Pratibha Dwivedi; Masanobu Miyata; Koichi Higashimine; Mari Takahashi; Michihiro Ohta; Korefumi Kubota; Hiroshi Takida; Takeo Akatsuka; Shinya Maenosono

doi:10.1021/acsomega.9b01944

Nanobulk Thermoelectric Materials Fabricated from Chemically Synthesized Cu₃Zn_{1- x} Al _x SnS_{5- y} Nanocrystals

ACS Omega. 2019 Sep 26;4(15):16402-16408. doi: 10.1021/acsomega.9b01944. eCollection 2019 Oct 8.

Authors

Pratibha Dwivedi¹, Masanobu Miyata¹, Koichi Higashimine¹, Mari Takahashi¹, Michihiro Ohta², Korefumi Kubota³, Hiroshi Takida³, Takeo Akatsuka³, Shinya Maenosono¹

Affiliations

¹ School of Materials Science and Center for Nano Materials and Technology, Japan Advanced Institute of Science and Technology, 1-1 Asahidai, Nomi, Ishikawa 923-1292, Japan.
² Research Institute for Energy Conservation, National Institute of Advanced Industrial Science and Technology (AIST), Tsukuba, Ibaraki 308-8568, Japan.
³ Research Center, Nippon Shokubai Company, Limited, Himeji, Hyogo 671-1292, Japan.

Abstract

Direct energy conversion of heat into electricity using thermoelectric materials is an attractive solution to help address global energy issues. Developing novel materials composed of earth-abundant and nontoxic elements will aid progress toward the goal of sustainable thermoelectric materials. In this study, we chemically synthesized Cu-Zn-Sn-S nanocrystals and fabricated a Cu₃ZnSnS_5-y thermoelectric material using nanocrystals as building blocks. The figure-of-merit (ZT) value of the Cu₃ZnSnS_5-y material was found to be 0.39 at 658 K. We substituted Zn with Al in the Cu₃ZnSnS_5-y system to form Cu₃Zn_1-x Al _x SnS_5-y (x = 0.25, 0.5, 0.75, and 1) to lower the lattice thermal conductivity of the resulting materials. Complete substitution of Al for Zn substantially decreased the lattice thermal conductivity and dramatically increased the electrical conductivity of the material.

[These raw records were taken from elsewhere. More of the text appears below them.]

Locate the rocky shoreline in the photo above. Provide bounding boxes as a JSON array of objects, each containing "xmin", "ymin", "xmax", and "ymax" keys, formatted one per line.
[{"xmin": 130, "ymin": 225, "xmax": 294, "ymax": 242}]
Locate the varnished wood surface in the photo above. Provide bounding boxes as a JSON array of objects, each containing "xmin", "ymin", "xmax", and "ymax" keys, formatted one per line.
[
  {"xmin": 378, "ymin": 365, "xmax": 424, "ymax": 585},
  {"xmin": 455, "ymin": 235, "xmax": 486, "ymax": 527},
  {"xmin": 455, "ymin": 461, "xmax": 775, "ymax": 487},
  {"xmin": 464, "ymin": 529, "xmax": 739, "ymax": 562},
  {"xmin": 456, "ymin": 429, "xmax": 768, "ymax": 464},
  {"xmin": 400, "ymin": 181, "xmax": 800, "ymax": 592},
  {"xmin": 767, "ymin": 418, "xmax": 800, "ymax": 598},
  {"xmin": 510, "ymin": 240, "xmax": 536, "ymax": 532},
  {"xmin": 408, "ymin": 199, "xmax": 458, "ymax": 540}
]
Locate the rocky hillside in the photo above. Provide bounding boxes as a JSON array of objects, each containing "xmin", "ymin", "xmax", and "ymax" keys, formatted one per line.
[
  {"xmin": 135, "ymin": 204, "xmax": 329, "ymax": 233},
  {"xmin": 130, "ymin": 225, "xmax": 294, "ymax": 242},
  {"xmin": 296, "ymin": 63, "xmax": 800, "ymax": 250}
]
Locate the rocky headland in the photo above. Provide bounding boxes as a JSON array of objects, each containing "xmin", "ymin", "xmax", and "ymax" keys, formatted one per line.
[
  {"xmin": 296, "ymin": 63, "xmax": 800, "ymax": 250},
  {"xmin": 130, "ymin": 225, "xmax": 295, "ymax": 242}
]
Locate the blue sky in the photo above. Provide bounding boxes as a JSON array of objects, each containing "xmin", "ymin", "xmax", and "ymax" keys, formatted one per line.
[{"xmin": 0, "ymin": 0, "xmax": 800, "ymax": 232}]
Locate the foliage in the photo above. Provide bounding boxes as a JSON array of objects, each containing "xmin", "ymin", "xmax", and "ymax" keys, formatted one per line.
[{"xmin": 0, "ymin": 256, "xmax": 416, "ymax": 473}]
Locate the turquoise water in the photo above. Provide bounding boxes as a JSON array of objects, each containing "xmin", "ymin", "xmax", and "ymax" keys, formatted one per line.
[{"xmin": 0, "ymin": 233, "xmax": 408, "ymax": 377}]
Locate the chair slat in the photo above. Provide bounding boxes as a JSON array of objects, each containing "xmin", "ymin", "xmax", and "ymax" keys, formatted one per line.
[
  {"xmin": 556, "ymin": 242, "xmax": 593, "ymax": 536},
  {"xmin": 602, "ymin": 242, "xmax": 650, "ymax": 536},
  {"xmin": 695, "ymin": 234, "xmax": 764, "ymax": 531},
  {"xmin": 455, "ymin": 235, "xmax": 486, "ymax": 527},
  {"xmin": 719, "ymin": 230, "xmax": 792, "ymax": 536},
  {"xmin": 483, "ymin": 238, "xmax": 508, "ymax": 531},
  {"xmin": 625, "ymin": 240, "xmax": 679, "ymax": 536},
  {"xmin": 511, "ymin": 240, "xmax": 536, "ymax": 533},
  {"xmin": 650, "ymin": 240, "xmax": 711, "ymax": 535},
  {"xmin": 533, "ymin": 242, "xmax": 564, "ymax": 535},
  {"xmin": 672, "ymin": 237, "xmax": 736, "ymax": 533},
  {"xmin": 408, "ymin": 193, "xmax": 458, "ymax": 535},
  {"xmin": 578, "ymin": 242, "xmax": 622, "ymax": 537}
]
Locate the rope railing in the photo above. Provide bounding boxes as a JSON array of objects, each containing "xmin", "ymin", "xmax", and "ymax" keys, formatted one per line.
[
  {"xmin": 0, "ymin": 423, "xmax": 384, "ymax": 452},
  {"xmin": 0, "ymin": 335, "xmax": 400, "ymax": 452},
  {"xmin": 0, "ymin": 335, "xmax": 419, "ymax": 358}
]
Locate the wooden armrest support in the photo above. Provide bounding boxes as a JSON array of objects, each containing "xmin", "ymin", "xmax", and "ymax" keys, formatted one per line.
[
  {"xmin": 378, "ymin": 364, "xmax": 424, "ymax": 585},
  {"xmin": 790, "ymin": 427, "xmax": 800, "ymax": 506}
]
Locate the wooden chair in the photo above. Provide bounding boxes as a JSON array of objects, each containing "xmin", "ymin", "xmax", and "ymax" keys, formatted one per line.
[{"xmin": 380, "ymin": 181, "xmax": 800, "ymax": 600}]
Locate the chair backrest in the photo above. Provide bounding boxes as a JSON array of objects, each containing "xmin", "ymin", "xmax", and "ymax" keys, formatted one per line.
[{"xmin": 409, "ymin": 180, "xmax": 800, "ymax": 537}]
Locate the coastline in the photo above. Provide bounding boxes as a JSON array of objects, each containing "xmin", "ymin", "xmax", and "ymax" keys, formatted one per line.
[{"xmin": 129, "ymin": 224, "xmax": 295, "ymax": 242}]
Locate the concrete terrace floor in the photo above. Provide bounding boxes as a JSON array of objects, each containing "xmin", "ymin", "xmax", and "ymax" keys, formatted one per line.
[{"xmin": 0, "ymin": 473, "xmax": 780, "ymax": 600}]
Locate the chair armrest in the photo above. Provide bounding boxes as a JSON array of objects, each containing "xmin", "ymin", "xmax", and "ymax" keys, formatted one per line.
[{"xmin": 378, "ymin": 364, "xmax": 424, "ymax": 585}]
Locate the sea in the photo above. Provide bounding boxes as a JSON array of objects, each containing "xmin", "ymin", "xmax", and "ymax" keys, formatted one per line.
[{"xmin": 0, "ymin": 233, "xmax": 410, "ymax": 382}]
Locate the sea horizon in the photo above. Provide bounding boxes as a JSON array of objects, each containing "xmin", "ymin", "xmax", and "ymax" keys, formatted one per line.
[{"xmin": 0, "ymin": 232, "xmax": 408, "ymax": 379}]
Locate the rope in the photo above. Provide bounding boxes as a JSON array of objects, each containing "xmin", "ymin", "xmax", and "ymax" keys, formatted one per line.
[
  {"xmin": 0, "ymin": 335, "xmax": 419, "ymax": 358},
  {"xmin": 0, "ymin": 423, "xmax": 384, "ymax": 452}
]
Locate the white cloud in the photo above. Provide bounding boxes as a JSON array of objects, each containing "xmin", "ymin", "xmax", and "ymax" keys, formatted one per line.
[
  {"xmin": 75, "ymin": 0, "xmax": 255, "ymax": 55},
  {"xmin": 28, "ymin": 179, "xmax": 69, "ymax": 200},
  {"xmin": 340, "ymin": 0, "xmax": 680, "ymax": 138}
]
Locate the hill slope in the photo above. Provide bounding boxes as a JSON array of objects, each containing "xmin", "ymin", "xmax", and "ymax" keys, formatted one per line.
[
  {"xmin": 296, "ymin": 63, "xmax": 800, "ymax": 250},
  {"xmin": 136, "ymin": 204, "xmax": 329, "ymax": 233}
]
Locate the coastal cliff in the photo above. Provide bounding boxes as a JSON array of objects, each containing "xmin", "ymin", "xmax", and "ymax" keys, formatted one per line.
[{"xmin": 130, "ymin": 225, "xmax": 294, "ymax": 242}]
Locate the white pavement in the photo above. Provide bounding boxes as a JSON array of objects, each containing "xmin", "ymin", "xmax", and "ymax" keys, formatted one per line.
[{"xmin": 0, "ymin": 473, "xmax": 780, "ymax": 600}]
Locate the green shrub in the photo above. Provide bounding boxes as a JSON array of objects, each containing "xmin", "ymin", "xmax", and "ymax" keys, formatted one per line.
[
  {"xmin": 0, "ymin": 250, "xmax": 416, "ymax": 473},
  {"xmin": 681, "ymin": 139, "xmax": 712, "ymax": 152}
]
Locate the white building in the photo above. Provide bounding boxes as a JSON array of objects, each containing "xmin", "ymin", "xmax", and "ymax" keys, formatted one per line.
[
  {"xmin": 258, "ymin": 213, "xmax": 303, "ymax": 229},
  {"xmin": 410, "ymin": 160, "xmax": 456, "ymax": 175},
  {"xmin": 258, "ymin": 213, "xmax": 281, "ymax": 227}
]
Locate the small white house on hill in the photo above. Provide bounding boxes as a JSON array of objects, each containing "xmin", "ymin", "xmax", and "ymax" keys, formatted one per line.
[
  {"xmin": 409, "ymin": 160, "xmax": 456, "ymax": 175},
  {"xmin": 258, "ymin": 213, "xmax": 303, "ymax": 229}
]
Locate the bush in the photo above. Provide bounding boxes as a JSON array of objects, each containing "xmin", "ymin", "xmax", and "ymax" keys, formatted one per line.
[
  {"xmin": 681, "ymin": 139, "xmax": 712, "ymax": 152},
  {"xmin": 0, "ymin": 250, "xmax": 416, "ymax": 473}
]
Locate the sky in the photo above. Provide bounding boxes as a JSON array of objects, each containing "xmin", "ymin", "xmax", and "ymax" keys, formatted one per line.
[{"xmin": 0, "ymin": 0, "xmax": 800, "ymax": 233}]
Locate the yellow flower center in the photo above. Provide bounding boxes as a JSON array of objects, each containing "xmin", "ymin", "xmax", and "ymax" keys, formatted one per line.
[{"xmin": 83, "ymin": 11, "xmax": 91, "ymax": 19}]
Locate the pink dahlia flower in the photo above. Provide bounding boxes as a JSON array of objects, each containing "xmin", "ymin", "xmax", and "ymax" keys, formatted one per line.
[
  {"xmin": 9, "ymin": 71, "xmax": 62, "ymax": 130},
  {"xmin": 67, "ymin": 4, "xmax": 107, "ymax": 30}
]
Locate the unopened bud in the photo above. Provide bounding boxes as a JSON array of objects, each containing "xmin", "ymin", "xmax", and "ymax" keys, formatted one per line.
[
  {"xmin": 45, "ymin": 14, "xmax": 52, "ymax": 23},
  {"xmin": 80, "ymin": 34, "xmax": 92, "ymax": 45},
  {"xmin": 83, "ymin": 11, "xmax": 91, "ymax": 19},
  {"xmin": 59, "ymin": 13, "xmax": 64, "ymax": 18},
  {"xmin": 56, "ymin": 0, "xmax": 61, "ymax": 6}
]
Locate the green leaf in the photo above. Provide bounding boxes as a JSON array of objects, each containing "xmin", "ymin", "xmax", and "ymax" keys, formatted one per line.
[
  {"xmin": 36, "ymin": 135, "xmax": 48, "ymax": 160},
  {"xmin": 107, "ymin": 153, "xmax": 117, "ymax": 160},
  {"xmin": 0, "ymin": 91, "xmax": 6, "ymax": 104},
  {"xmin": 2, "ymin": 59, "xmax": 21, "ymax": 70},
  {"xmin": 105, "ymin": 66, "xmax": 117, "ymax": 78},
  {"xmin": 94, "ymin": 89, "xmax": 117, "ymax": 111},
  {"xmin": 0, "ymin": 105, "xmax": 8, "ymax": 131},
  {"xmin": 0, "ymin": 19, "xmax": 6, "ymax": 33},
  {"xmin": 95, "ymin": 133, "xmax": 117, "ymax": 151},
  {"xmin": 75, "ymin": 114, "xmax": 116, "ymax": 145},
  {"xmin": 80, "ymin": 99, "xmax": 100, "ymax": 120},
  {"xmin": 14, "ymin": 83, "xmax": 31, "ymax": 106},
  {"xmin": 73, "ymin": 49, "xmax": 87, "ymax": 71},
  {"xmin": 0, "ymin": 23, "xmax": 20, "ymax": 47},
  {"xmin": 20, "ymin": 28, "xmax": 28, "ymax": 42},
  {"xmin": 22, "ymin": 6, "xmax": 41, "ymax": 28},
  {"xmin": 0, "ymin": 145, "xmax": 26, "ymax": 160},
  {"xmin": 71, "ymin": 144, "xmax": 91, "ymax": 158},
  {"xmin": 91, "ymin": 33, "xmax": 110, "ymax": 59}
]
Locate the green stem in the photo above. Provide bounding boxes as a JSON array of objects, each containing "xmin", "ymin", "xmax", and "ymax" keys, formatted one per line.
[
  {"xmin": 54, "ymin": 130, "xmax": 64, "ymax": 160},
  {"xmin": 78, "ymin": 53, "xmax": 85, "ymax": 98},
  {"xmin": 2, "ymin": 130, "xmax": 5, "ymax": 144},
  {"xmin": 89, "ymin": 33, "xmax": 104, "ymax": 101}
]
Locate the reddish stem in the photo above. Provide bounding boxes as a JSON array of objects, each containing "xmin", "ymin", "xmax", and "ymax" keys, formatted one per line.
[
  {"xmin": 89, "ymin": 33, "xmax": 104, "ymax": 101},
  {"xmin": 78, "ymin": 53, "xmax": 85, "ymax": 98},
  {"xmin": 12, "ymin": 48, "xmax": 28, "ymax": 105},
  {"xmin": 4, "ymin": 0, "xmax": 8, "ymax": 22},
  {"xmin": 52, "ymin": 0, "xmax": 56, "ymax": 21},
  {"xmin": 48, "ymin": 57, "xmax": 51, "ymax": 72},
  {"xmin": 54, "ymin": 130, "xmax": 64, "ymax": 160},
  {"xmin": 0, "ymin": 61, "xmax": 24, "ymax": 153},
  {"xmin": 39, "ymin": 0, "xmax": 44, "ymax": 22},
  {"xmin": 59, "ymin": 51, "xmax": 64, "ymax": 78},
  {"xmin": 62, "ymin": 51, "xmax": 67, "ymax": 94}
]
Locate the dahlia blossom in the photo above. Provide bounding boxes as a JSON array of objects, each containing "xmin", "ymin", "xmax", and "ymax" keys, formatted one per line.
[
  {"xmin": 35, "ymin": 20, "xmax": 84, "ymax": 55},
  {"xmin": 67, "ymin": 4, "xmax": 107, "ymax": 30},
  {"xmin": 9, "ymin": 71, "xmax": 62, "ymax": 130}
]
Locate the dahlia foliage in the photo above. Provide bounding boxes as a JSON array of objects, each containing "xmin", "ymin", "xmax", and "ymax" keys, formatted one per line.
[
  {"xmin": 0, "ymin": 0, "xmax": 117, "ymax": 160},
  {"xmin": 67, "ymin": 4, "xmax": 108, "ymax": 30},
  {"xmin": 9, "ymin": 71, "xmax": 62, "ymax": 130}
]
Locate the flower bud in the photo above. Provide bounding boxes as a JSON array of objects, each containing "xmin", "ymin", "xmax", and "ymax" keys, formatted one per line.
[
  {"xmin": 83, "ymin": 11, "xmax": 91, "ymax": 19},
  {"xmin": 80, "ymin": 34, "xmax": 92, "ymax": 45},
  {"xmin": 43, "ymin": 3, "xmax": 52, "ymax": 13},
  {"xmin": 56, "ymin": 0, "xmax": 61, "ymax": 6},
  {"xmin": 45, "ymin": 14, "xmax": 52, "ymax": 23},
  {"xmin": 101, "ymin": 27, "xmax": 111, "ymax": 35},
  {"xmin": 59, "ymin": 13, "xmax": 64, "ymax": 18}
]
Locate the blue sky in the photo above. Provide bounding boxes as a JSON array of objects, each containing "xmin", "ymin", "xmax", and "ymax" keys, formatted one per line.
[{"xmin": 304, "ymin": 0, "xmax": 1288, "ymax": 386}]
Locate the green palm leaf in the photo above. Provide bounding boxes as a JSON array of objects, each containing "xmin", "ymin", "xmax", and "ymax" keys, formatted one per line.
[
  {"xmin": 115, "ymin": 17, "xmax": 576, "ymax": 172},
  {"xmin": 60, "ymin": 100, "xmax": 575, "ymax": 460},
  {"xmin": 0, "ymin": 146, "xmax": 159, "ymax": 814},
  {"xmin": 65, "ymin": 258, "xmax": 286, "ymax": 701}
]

However, the ZT value could not be significantly enhanced, which could be primarily attributed to the high carrier thermal conductivity. These results highlight the production of Cu₃Zn_1-x Al _x SnS_5-y thermoelectric materials and unveil the scope for improvement of ZT values by altering transport properties.